The idea behind the integrated context was the creation of a space which allows the hub operators to optimize the efficiency and logistics of the hub when it comes to the manufacturing and distribution of their product. With this in mind, the warehouse and the factory were placed side-by-side, in order to minimize transport of the product as well as to minimize the area that needs to be paved. The warehouse and factory are two separate structures in order to clearly delimit the manufacturing site from the distribution site, which creates a clear logistical structure when it comes to the management of the production chain.

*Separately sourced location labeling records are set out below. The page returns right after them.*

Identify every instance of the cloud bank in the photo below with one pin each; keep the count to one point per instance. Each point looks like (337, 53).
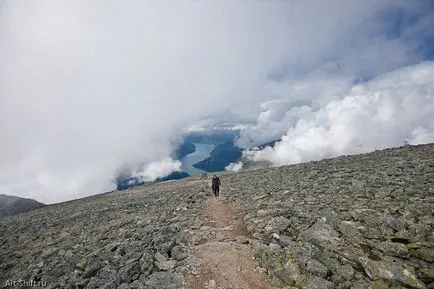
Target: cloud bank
(154, 170)
(234, 167)
(391, 110)
(87, 88)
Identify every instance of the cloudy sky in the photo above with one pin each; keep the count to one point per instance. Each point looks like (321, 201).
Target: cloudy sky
(89, 87)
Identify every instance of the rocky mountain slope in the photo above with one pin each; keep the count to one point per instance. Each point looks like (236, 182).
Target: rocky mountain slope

Another important factor of this integrated system was the requirement for sustainability. One major aspect of this is the photovoltaic power plant that has been placed on the roof of the warehouse, with a small shed at the back of the warehouse housing the battery & inverter of the power plant. Not only is photovoltaic energy more sustainable than fossil fuels, the placement of the photovoltaic panels on the roof of the warehouse also reduce the amount of sealed surfaces in the Logistics Hub. Adding to this, the higher placement of the panels on top of the warehouse means that there is a much smaller chance of nearby objects interfering with the sunlight, which in turn could mean less clearing of trees for example.

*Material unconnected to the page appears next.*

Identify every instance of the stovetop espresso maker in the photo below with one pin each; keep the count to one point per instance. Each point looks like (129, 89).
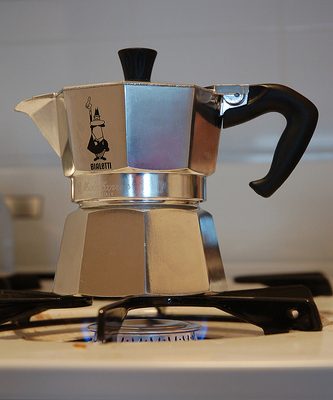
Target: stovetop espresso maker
(138, 154)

Figure 6 below shows a rough sketch of the preliminary ideas for the system’s integration:

In order to help assess the performance of the model, and to see whether the above factors were well incorporated into the considerations of the model, the following high-performance criteria were selected:

High-Performance Criteria

1. High-performance Criteria: As the customer has the aim to minimize costs, one of the high-performance criteria will be to minimize the material costs. Here, the quality of the result at the end plays a significant role. The customer’s goal is not to choose the cheapest alternative, but the cheapest alternative that also meets the set high-performance criteria as far as possible.
2. High-performance Criteria: One of the most important features for the customer is the sustainabilty. Therfore, the second integrated high-perfromance criteria will be to maximize the power output of the photovoltaic plant.
3. High-performance Criteria: Since there is usually no ideal solution in the design process of civil systems and a compromise must be found to guarantee a high performance, the third high-performance criteria will be the balancing between the individual sub-system high-performance criteria, while also considering the integrated high-performance criteria.